In the countryside, different motives encourage parents to limit their reproduction to one child. These are mostly economic interests of the family. In addition, there are biological factors, such as the so-called. secondary infertility of the parents, i.e., inability to conceive after the birth of the first child. It is probably more common in the countryside than in the city due to the higher number of unprofessionally performed births and abortions. The higher infant mortality rate in rural areas than in urban areas also contributes to limiting the number of children among rural residents.
Although the only children are on average in a slightly more favorable situation than children who have brothers and sisters, given the upbringing provided to them, so they are somewhat more likely to develop into orderly personalities, such children are still exposed to some specific dangers. When a child has no siblings, the parents are sometimes very prone to spoiling it. They are particularly motivated to do so if they had more children and died, or could not have more children due to an illness, or had a child only after years of infertility. In such a situation, the parents are afraid for the child and in fear of losing it, they protect and serve it too much, protecting it from any burden and risk.
Mothers who stayed with one child due to disagreement with their husband are also prone to spoiling the only child. Fathers who are disappointed in marriage, and in the fact that their wives no longer want to have children, are also sometimes inclined to spoil their only child.
Only children often develop into mature persons. It is a child who is too serious for its age, who in its conduct imitates adults too much, repeats their statements and views of the world, and seems to have matured too soon. The behavior of the mature child is the result of the wrong action of the parents with it. Proper mental development requires the company of other children. First they are brothers and sisters, and later other children in the neighborhood, in kindergarten, on the playground, at school. If the child has no siblings, it needs to replace them immediately with other children. But parents often keep their only child too close to them. They do this partly out of fear for it, partly out of ignorance, out of the belief that the child will learn more in the company of adults than among its peers, and partly out of excessive ambition for the child to be brought up particularly well, not to become “spoiled” among other children.

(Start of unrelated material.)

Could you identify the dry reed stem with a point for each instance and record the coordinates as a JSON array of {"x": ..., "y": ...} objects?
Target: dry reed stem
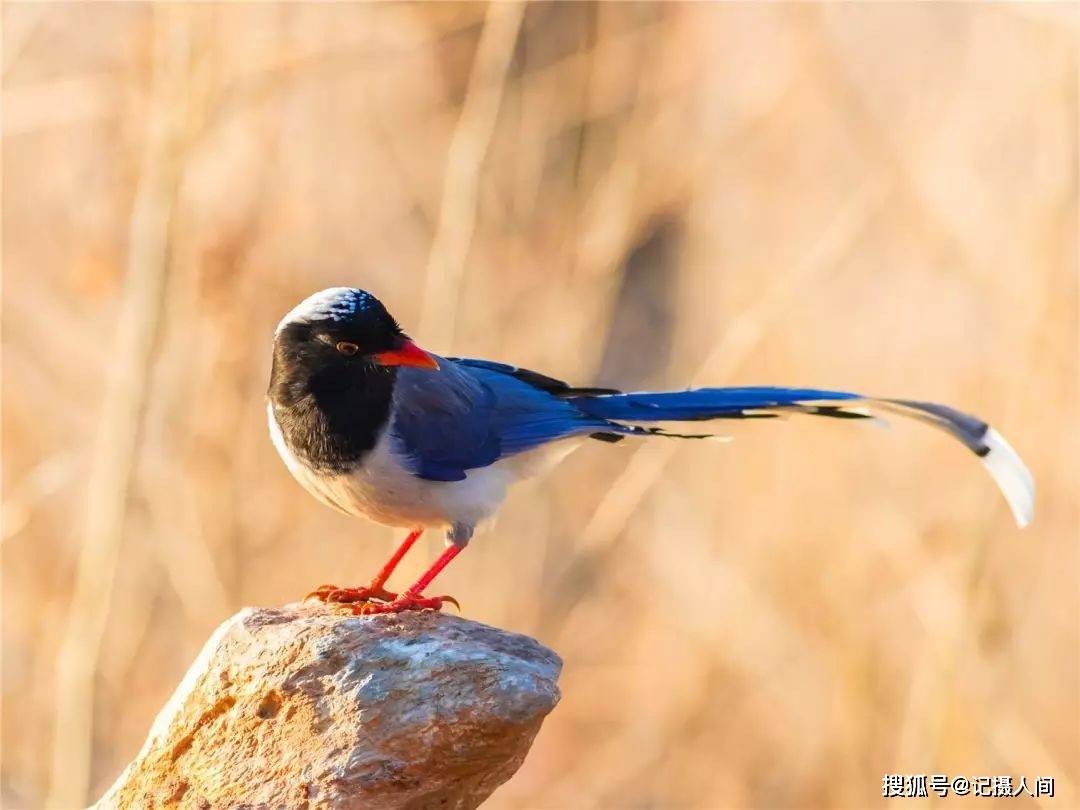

Then the parents do not let their only child into the company of other children, they lead it only among adults, so the child does not have enough opportunities to identify with its peers, to accept their mentality, to adapt to them and to be a child in the true sense; it identifies too much with adults. The lack of exercise in adapting and cooperating with one’s peers makes it difficult for such a child to create social contact with peers, both in its childhood and in adulthood. It hides its reduced ability to approach other people, to accept them and to come to terms with them under the guise of a certain contempt. Namely, man has a very close tendency to take away the value of what he does not know or is incomprehensible to him.